FTC orders AI chatbot firms to disclose child‑safety practices

The US Federal Trade Commission (FTC) sent compulsory 6(b) orders to seven AI chatbot operators, including OpenAI, Alphabet, Meta, xAI, Snap, Character Technologies and Instagram, demanding details on how their bots handle minors, monetize engagement and mitigate harm.
The agency wants a clear picture of design and oversight: how firms process inputs and generate outputs, approve and manage characters, measure, test and monitor for negative impacts before and after deployment, and mitigate risks to minors.

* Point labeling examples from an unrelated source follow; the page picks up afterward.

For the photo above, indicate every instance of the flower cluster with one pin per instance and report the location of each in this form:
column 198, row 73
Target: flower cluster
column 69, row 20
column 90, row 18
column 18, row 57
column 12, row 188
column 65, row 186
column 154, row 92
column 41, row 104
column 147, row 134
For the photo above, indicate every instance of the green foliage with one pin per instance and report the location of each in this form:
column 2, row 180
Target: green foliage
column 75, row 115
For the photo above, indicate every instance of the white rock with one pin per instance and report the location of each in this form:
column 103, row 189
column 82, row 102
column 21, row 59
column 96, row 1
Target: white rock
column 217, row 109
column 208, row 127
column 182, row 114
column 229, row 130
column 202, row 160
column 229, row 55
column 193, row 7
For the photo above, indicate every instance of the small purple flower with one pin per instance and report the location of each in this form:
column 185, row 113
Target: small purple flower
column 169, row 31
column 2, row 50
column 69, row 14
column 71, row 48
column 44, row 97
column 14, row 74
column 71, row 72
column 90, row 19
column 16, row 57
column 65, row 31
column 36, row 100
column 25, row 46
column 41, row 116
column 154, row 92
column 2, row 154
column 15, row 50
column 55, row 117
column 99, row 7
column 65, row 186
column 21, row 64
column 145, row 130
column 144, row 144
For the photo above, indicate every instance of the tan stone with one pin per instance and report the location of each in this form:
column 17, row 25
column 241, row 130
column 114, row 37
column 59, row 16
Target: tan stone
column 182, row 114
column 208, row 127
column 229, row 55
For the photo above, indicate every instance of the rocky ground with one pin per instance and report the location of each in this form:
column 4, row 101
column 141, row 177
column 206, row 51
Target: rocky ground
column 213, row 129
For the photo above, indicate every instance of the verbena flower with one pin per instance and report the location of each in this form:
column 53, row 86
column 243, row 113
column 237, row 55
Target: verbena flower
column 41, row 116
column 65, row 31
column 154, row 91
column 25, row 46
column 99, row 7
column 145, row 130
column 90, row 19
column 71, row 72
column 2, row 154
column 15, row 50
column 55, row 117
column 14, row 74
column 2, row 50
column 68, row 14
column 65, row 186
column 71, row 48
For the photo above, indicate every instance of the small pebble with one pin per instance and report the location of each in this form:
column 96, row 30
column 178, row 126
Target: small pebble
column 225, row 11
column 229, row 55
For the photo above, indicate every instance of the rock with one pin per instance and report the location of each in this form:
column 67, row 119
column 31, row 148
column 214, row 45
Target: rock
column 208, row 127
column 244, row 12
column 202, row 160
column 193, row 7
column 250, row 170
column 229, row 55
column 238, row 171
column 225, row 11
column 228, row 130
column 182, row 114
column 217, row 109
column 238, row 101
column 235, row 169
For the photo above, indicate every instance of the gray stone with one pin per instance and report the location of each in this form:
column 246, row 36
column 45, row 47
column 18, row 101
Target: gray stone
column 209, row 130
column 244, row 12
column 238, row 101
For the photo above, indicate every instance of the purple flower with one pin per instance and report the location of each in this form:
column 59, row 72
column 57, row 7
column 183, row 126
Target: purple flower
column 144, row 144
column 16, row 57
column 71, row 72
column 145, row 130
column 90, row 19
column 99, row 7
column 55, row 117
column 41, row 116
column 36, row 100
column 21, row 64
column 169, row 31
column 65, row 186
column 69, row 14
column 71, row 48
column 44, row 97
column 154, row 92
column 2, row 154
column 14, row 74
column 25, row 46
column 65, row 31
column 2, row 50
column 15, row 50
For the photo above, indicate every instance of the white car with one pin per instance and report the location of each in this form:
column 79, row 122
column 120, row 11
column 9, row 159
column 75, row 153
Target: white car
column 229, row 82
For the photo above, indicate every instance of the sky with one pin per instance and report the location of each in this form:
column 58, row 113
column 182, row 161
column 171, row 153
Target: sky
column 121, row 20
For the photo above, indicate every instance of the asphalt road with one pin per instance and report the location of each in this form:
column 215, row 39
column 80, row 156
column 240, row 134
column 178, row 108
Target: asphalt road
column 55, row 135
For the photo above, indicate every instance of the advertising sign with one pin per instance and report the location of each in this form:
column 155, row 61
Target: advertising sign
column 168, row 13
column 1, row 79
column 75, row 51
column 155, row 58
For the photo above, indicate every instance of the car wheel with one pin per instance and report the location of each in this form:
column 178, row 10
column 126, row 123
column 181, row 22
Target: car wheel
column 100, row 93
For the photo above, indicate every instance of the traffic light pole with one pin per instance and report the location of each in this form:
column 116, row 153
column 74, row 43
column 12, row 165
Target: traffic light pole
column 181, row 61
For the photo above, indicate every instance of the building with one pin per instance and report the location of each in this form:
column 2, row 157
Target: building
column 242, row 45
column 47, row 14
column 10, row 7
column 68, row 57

The orders also ask how companies impose and enforce age limits, what disclosures they provide to users and parents, how they collect, use or share personal data, and how they police terms of service and community rules, including compliance with the Children’s Online Privacy Protection Act (COPPA).
FTC Chair Andrew N. Ferguson framed the move as a balance between safety and innovation:
Protecting kids online is a top priority for the Trump‑Vance FTC, and so is fostering innovation in critical sectors of our economy.
The Commission voted 3–0 to issue the orders, which kick off a broad study rather than an enforcement action. Companies are expected to respond within 45 days.
The inquiry follows mounting concern over AI bots that simulate friendship or intimacy with young users. Advocacy groups recently documented hundreds of harmful interactions in a short test window, including prompts around sexual content, drugs and inappropriate relationships involving users as young as 12–15. High‑profile incidents and litigation around chatbot interactions with minors have also elevated the issue.
Regulators are asking for monthly data on engagement, revenue and safety incidents by age band (children under 13; teens 13–17; minors under 18; young adults 18–24; and 25+). The goal is to map how companion bots are built and how they evolve. It also involves checking whether firms run robust pre‑launch evaluations and post‑launch monitoring to catch harm, then disclose those risks to families in a clear and useful way.
State policy is moving too. California’s SB 243, now on the governor’s desk, would set baseline rules for AI companions after a run of scandals and tragic cases, aiming to limit capabilities in conversations with minors and add stronger notice and control for parents.